P2P industry slams FSA chair's P2P critique

Former FSA chair Adair Turner today argued that "the losses which will emerge from peer-to-peer lending over the next five to 10 years will make the bankers look like lending geniuses".

Related topics:  Specialist Lending
Rozi Jones
10th February 2016
Adair Turner

Speaking to the BBC, he argued that "you cannot lend money to small and medium sized enterprises without someone doing good credit underwriting".

Lord Turner also warned that "interest rates in the UK may not go up beyond 2% by 2020", claiming that the UK economy could be stuck with low interest rates "almost indefinitely".
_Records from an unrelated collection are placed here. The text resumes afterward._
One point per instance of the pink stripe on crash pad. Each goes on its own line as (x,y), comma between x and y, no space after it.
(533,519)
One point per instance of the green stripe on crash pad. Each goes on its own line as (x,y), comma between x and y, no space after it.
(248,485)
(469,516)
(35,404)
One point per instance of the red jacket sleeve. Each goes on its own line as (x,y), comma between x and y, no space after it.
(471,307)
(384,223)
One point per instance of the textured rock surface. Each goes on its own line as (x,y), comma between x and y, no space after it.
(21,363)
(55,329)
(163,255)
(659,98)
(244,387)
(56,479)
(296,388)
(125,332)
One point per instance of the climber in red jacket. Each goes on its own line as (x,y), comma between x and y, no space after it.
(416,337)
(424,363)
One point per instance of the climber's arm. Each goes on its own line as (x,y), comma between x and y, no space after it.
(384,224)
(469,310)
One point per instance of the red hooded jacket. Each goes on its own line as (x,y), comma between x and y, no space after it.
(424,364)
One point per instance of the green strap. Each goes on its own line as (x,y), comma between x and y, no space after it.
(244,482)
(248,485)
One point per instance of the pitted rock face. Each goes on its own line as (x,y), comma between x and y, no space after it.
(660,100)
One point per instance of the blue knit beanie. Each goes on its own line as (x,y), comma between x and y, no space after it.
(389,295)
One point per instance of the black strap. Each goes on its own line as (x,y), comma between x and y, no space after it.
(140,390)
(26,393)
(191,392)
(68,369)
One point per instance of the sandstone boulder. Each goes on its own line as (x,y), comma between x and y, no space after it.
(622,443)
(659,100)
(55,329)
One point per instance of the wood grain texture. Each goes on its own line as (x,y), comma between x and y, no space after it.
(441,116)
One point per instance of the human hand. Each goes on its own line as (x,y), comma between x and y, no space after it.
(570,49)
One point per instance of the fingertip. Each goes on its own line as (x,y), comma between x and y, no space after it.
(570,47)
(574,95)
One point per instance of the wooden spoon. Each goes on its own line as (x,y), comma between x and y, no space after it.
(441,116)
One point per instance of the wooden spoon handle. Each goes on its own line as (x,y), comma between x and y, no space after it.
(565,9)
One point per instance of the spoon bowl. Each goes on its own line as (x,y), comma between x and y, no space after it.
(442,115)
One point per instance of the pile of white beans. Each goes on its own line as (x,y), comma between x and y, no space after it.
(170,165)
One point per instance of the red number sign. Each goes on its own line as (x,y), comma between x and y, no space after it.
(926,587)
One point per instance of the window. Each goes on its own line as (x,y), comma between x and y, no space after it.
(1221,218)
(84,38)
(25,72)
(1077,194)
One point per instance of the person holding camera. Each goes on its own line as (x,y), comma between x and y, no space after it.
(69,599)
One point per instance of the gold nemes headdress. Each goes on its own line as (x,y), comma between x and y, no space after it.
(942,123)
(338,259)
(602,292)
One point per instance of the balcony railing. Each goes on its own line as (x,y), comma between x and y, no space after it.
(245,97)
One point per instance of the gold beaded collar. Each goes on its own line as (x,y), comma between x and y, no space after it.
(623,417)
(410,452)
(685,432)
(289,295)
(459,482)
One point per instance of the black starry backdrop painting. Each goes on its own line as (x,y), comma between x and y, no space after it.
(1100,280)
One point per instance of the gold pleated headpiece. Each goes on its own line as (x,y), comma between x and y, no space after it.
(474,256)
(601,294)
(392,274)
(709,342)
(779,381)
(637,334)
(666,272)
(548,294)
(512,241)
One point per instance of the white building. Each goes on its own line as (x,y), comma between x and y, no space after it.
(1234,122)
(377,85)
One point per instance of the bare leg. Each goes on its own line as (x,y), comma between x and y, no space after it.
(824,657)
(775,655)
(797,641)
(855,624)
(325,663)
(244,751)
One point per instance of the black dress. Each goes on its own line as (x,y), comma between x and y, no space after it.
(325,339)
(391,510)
However the peer-to-peer industry has hit back at Lord Turner's claims, calling them "incorrect and misleading".

Christian Faes, co-founder & chief executive of LendInvest, said:

"I don't think we can trust the person who presided over the worst financial meltdown in history to tell us who are or aren't lending geniuses.

"His comments also do the FCA a disservice. Having just returned from meeting P2P companies in China, I've seen the real P2P wild west in action. The FCA is doing the right thing by regulating our industry. It might cause a shakeout, but this is a good thing and will leave the lenders that remain stronger, more confident and more credible.

"These comments are self-serving and timed to drum up more sales of Lord Turner's book on Amazon. Surely he is conflicted too, given that he's now regulator-turned-banker himself."

Landbay CEO John Goodall added:
 
“To presume that all platforms use automated underwriting processes is incorrect and misleading. The peer-to-peer industry is both broad and diverse, and to paint it with a single brush stroke as dangerous is ultimately unhelpful for consumers.

“To write off peer-to-peer lending now is to ignore the same innovation which has permanently transformed the global hotel accommodation and taxi industries.”